In this deployment, Kubernetes serves as the orchestration layer for critical security and certificate management services. The integration follows this workflow:
  1. An application team creates a Certificate resource in Kubernetes (YAML) requesting a TLS certificate (e.g., example.com).
  2. cert-manager detects the request and creates a CertificateRequest resource.
  3. Futurex’s issuer-controller receives the request and sends it to CryptoHub through its REST API.
  4. CryptoHub registers the request as pending approval.
  5. An authorized approver logs into CryptoHub, reviews request details (issuer, subject, validity, purpose), and manually approves or denies the request.
  6. If approved, CryptoHub signs the certificate and returns it to the controller.

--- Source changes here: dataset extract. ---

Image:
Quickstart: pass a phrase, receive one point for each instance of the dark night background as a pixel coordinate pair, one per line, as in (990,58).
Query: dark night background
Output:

  7. The controller then stores the signed certificate in a KubernetesSecret.
  8. The application pod mounts the Secret and uses the certificate for TLS.

Why this design matters

This architecture emphasizes security and control. By separating automation (via Kubernetes) from authorization (via CryptoHub’s GUI), every certificate undergoes human review before issuance — satisfying enterprise security policies, audit requirements, and zero-trust principles.